Невесело было в поселке. Вороны и коршуны вились над лесом, истошно ревела и блеяла некормленая, непоеная скотина; от сгоревших домов несло тлением и гарью, и около них, потупя глаза, мыкали горе уцелевшие. На лесной поляне захоронили мы наших мертвецов и прочли про себя молитвы — кто какую знал. Питер все спал, и будить его не смели. Он сошел вниз, когда мы уже взялись за хозяйство. Сошел угрюмый и заспанный, с таким недобрым взглядом впалых глаз, что все расступились перед ним со страхом и почтением. Буркнул:
— Составьте списки, кто жив, кто мертв.
За это, конечно, взялся я. Пока из-под моего пера выходил длинный столбец с именами павших, Питер читал его через мое плечо. Потом он вызвал мужчин: дель Марша и других. Велел мне прочесть список вслух. Сказал нам:
— Теперь каждая семья без кормильца — ваша семья. Соединяйте все ваши участки в один и живите как вначале — сообща. А список павших надо высечь на камне и этот камень поставить у входа в форт на вечные времена.
Сказав это, Питер в одиночестве удалился на утес — ни дать ни взять, пророк Моисей после ссоры со своими подопечными. На самой верхушке утеса поставил он шалаш, и я навещал его там один — больше он никого видеть не желал.
Часами сидел он на вершине утеса на камне, около костра, охватив колени длинными руками. Курил индейскую трубку, смотрел на сияющие лесные дали и молчал. Мрачно глядели его глаза из провалов глазниц, сухая кожа обтянула скулы, и рот кривила гримаса.
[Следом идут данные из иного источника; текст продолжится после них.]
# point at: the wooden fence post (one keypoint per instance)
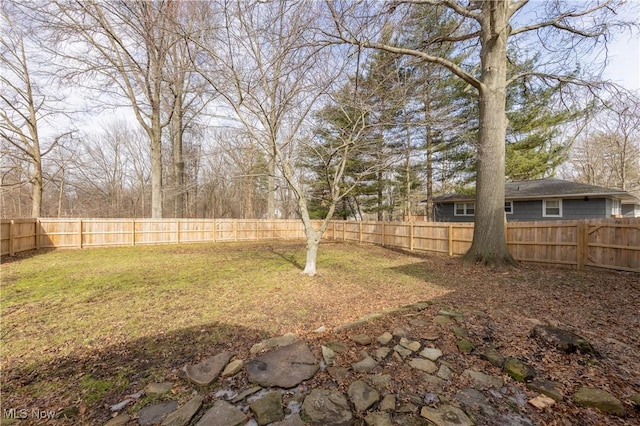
(80, 232)
(12, 251)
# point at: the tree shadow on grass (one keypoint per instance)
(81, 387)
На пятый день, когда я принес ему еды, он заговорил сам с собой — медленно, по-стариковски глядя в землю, — о каком-то Неемии [159], что жил при дворце царя Артаксеркса [160]. Узнав о тяжелом положении своего народа, Неемия этот плакал и постился. Потом отстроил Иерусалим. А когда вернулся через двенадцать лет, все было по-старому: и жадность жрецов, и ростовщичество, и несоблюдение обычаев…
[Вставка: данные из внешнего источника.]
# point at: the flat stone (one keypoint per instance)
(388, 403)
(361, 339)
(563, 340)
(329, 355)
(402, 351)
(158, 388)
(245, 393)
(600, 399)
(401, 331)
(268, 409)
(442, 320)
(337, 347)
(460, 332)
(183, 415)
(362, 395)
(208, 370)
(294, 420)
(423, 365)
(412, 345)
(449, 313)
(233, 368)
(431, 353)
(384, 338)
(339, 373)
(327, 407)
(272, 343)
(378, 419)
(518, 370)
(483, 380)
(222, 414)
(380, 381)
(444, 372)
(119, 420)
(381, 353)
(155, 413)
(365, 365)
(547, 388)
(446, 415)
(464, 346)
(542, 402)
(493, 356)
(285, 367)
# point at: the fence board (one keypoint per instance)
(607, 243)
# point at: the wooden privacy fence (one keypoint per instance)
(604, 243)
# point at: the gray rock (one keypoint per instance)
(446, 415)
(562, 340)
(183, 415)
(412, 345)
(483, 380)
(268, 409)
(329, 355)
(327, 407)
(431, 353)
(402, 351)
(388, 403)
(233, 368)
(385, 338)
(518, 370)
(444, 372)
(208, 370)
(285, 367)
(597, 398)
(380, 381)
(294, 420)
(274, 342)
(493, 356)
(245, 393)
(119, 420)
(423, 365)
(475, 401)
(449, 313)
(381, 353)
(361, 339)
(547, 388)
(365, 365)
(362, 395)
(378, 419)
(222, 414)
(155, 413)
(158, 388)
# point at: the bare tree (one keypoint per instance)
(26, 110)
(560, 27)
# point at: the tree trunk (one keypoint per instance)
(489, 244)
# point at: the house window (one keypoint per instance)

— Не к тому ли, скажи, привели и мои усилия? — спросил Питер, подняв на меня одичалый взгляд.
Что я мог ему сказать?
— Кто я такой? — обреченно бормотал он. — Длиннорукая нелепая обезьяна, от которой отворачивается даже любимая женщина. Кто вложил в меня великие планы и чаяния? Я смешон, да, мальчик? Мне бы шутом быть, носить колпак с погремушками. О, зачем я не шут!
Он со стоном ударил себя кулаком в лоб.
— Они презрели мои усилия, потому что я не пророк ихнего толка! Подобно свиньям, они растоптали плоды, что я им нес! Я смешнее того испанца, Бэк… нет, ты не знаешь его. На мне его ржавые латы и жестяной шлем, и хохот глупцов гремит над моей набитой бреднями башкой!
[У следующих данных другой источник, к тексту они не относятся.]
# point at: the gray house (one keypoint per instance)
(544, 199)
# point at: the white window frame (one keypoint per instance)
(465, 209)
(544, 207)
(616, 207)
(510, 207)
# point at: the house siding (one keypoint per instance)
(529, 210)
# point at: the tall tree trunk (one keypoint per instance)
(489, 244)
И, охватив голову руками, он повалился на землю. Не зная, чем его утешить, подавленный безмерной скорбью такого сильного человека, я бессмысленно озирал даль. И вдруг вижу: на реке, как встарь, показалась Плывущая. Челн ее бодро рассекает воду, на носу зорко смотрит Птичий Глаз, а в челне кроме нее еще трое!
Когда я сбежал вниз, рискуя сломать себе шею, челн уже ткнулся в берег. Из него первой вышла моя добрая матушка, мистрис Катарина Гэмидж. Широкое лицо ее по-прежнему было румяно и спокойно, но в каштановых волосах запуталась яркая седина.
— Мальчик мой, не обращай на это внимания — ты жив! Несчастная, я так боялась услышать о тебе плохое…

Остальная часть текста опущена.